Matara
- In office 30 March 1960 – 23 April 1960
- Preceded by: Mahanama Samaraweera
- Succeeded by: Mahanama Samaraweera

Personal details
- Born: Kotavila Vithanage Charles Justin Wijayawardhene 18 November 1904 Matara, Sri Lanka
- Died: 14 January 1982 (aged 77)
- Other political affiliations: United National Party
- Alma mater: St. Thomas' College, Matara, Mahinda College, Galle
- Occupation: teacher, author, politician
- Ethnicity: Sinhalese

= Justin Wijayawardhene =

Sri Lankan politician (1904–1982)

Justin Wijayawardhene (18 November 1904 - 14 January 1982) was a Sri Lankan teacher, author and member of the Parliament of Sri Lanka.

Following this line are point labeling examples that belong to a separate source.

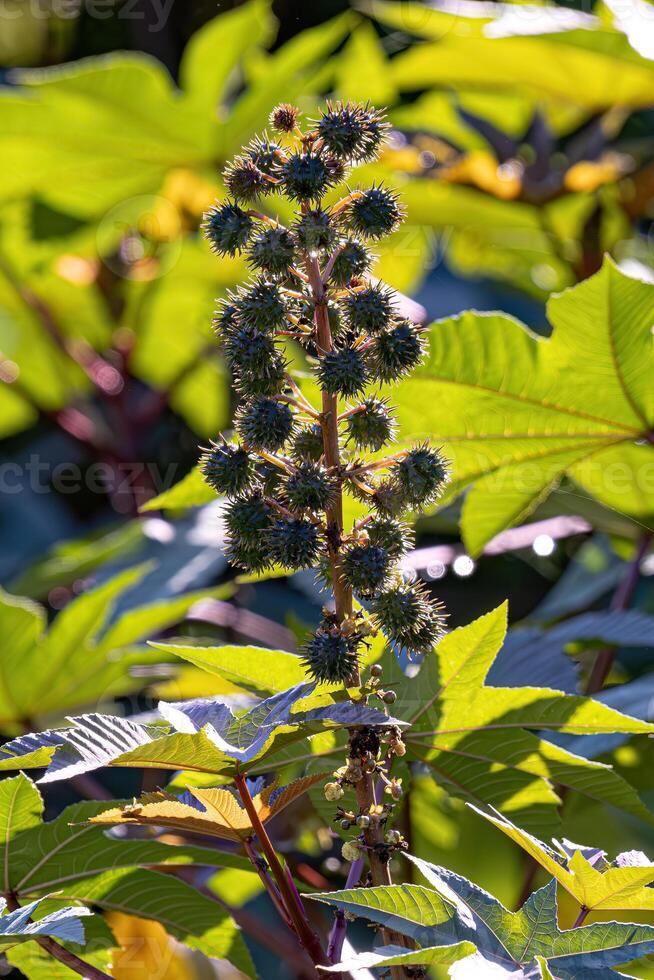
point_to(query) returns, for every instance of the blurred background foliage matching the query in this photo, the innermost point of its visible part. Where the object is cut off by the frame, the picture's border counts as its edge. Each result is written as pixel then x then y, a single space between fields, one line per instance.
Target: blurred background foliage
pixel 523 147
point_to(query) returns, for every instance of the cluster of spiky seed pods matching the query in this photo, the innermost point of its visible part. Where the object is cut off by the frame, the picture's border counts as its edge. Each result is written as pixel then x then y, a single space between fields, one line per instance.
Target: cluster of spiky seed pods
pixel 290 462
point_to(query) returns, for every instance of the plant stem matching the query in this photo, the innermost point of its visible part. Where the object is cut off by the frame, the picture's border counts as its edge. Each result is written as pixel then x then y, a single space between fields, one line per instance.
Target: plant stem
pixel 339 928
pixel 365 788
pixel 58 952
pixel 289 896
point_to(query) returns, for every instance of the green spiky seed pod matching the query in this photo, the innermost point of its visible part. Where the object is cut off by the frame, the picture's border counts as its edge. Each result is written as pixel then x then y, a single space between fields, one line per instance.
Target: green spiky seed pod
pixel 343 372
pixel 251 556
pixel 352 131
pixel 227 228
pixel 330 657
pixel 268 478
pixel 272 251
pixel 227 468
pixel 305 176
pixel 284 117
pixel 396 352
pixel 366 569
pixel 264 155
pixel 409 618
pixel 376 213
pixel 244 180
pixel 315 231
pixel 225 320
pixel 260 305
pixel 258 365
pixel 265 424
pixel 308 445
pixel 309 487
pixel 352 261
pixel 392 535
pixel 421 475
pixel 372 426
pixel 293 543
pixel 246 518
pixel 370 309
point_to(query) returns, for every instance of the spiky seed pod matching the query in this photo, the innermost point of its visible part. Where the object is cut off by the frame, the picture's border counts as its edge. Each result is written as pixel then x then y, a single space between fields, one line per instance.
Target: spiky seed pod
pixel 305 176
pixel 284 117
pixel 372 426
pixel 244 180
pixel 227 228
pixel 397 351
pixel 343 372
pixel 315 231
pixel 371 309
pixel 265 424
pixel 308 444
pixel 261 305
pixel 272 250
pixel 330 657
pixel 262 381
pixel 264 154
pixel 421 475
pixel 252 556
pixel 352 261
pixel 268 478
pixel 225 321
pixel 375 213
pixel 352 131
pixel 309 487
pixel 365 568
pixel 247 518
pixel 293 543
pixel 409 618
pixel 392 535
pixel 258 365
pixel 227 468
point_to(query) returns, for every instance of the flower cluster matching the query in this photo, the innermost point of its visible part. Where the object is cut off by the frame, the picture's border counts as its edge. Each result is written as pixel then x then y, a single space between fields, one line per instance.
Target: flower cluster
pixel 290 464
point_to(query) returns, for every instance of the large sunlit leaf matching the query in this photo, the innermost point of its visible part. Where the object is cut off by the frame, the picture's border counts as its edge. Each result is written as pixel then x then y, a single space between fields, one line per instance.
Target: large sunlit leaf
pixel 481 742
pixel 73 663
pixel 516 412
pixel 516 940
pixel 595 884
pixel 202 735
pixel 18 927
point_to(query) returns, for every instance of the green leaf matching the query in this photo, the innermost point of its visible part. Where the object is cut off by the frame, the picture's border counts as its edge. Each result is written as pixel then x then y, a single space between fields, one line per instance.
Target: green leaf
pixel 593 886
pixel 216 50
pixel 72 664
pixel 192 491
pixel 525 412
pixel 480 743
pixel 467 51
pixel 192 918
pixel 43 857
pixel 254 669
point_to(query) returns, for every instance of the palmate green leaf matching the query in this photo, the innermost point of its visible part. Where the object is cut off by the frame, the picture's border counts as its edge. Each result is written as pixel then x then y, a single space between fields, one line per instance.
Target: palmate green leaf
pixel 457 914
pixel 517 413
pixel 480 742
pixel 201 735
pixel 595 886
pixel 519 940
pixel 38 858
pixel 189 916
pixel 72 664
pixel 574 58
pixel 253 669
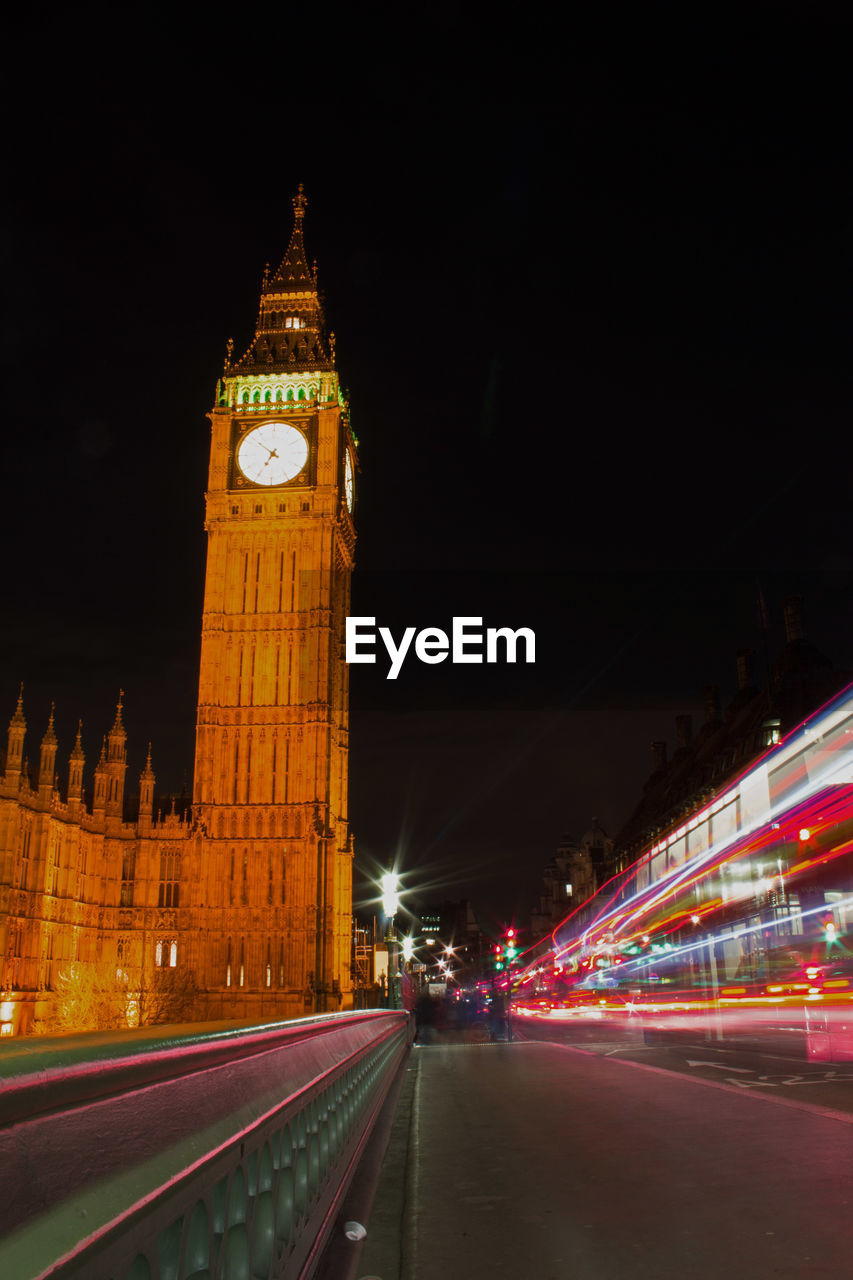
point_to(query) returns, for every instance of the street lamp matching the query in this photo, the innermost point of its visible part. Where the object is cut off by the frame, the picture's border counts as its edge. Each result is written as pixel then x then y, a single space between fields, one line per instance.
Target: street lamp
pixel 389 897
pixel 389 883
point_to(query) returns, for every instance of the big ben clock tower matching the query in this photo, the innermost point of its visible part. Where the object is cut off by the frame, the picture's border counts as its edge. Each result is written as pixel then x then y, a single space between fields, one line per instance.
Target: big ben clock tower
pixel 270 772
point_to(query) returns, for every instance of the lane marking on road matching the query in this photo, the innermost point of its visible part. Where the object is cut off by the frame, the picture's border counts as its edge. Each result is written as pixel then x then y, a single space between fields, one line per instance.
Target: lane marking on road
pixel 720 1066
pixel 728 1087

==Early life and education==
Kotavila Vithanage Charles Justin Wijayawardhene was born in Matara on 18 November 1904 and received his primary school education St. Thomas' College, Matara before attending Mahinda College in Galle.

==Early career==
He then became a teacher and taught at Rahula College, Matara.

==Political career==
In collaboration with S. A. Wickramasinghe he established the Matara Sinhalese Youth Association. He became the joint secretary of the Matara Branch of the Ceylon National Congress and was also the Secretary of the Sinhala Maha Sabha.

Wijayawardhena was a founding member of the United National Party and in March 1960 successfully ran in Matara Electoral District at the fourth parliamentary elections gaining just over 36% of the vote. However as the election left neither of the country's two major parties with a majority, another election was called. At the subsequent July election Wijayawardhena was defeated by the SLFP candidate, Mahanama Samaraweera by 2,905 votes.

At the sixth parliamentary elections held in March 1965, Wijayawardhena ran again however this time in the Kamburupitiya Electoral District. He was again unsuccessful, losing by over 4,500 votes to Percy Wickremasinghe.

Wijayawardhena was an author and also translated the works of Leo Tolstoy into Sinhalese. Wijayawardhena died on 14 January 1982 at the age of 77.